As you would find it thus impossible to class me justly in either party, so you would find it impossible to class any person whatever who had clear and developed political opinions, and who could define them accurately. Men only associate in parties by sacrificing their opinions, or by having none worth sacrificing; and the effect of party government is always to develop hostilities and hypocrisies, and to extinguish ideas.
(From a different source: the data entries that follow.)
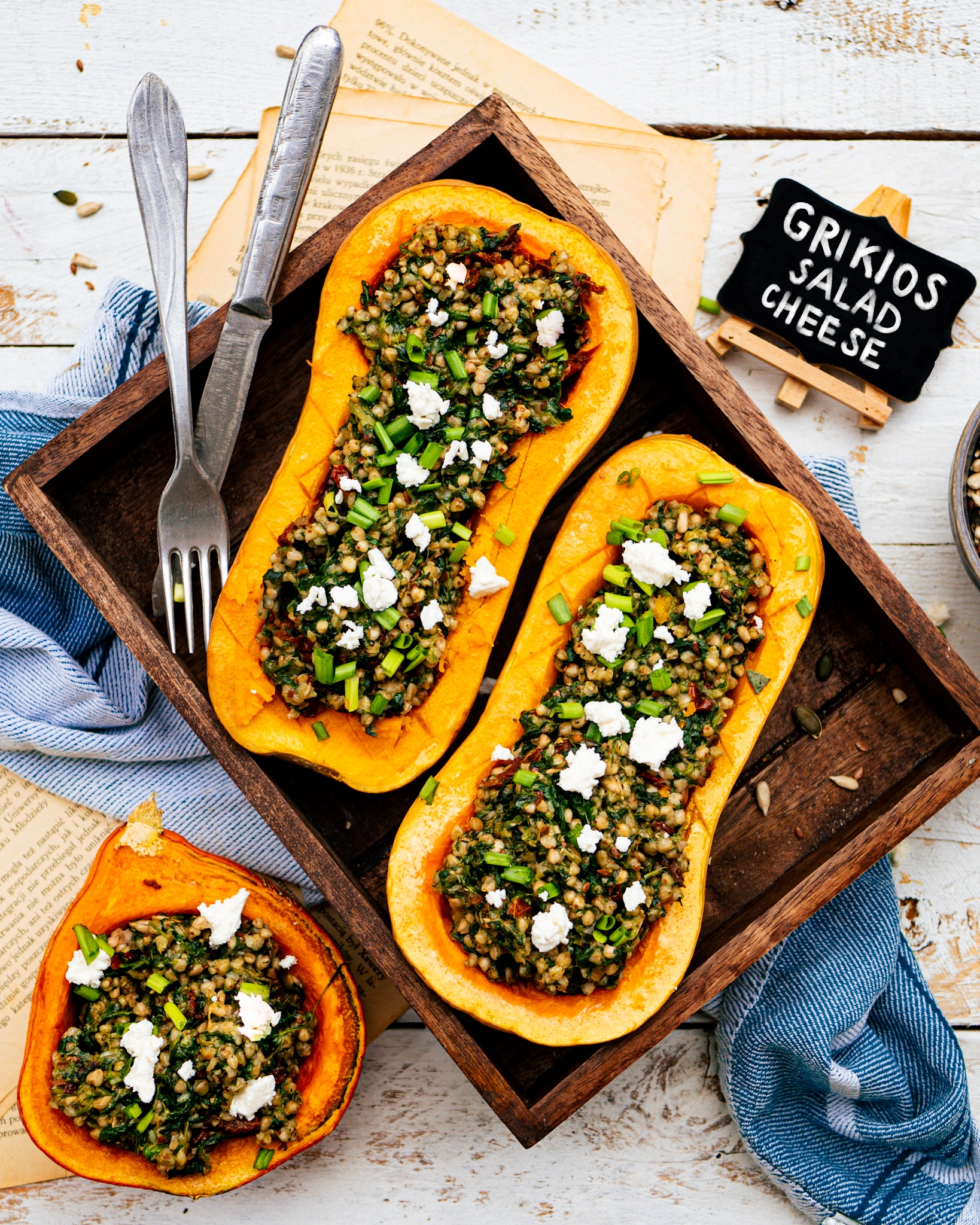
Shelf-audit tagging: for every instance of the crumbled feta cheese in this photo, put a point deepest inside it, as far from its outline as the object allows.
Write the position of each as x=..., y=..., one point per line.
x=315, y=595
x=85, y=974
x=633, y=897
x=256, y=1094
x=224, y=916
x=409, y=472
x=379, y=592
x=494, y=349
x=418, y=533
x=257, y=1016
x=583, y=768
x=142, y=1044
x=651, y=562
x=435, y=316
x=484, y=580
x=550, y=927
x=343, y=598
x=608, y=636
x=491, y=408
x=352, y=636
x=425, y=404
x=696, y=600
x=654, y=740
x=430, y=615
x=550, y=326
x=608, y=718
x=457, y=451
x=588, y=840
And so the great series, by monthly turns (according to the author’s mood) inspirational, choleric, helpful, or intensely off-putting, began. It would be, all told, Ruskin’s last monumental effort. As a number of its readers have remarked, there is simply nothing like it in the English language. If there is one message that repeats and repeats throughout its more than 1500 pages. it is, as foreshadowed in the passages from the first letter above, it is that the ills that always beset us are NOT FATED; The Creator of this fundamentally beneficent universe gave the creatures made, at least partially, in His image, choice. Thus, the fault, dear readers, was not in our stars, but in ourselves, a consequence of our multiple–and on-going–decisions to, for selfish ends, obviate the core energycenters of the three great fors that shape all; a view that meant that the rectifying of the painful parts of our lives was eminently possible if we would but decide to change our ways. He was, after all, and to the end, Ruskin the Teacher. Both redemption and resurrection were, in other words, always possible.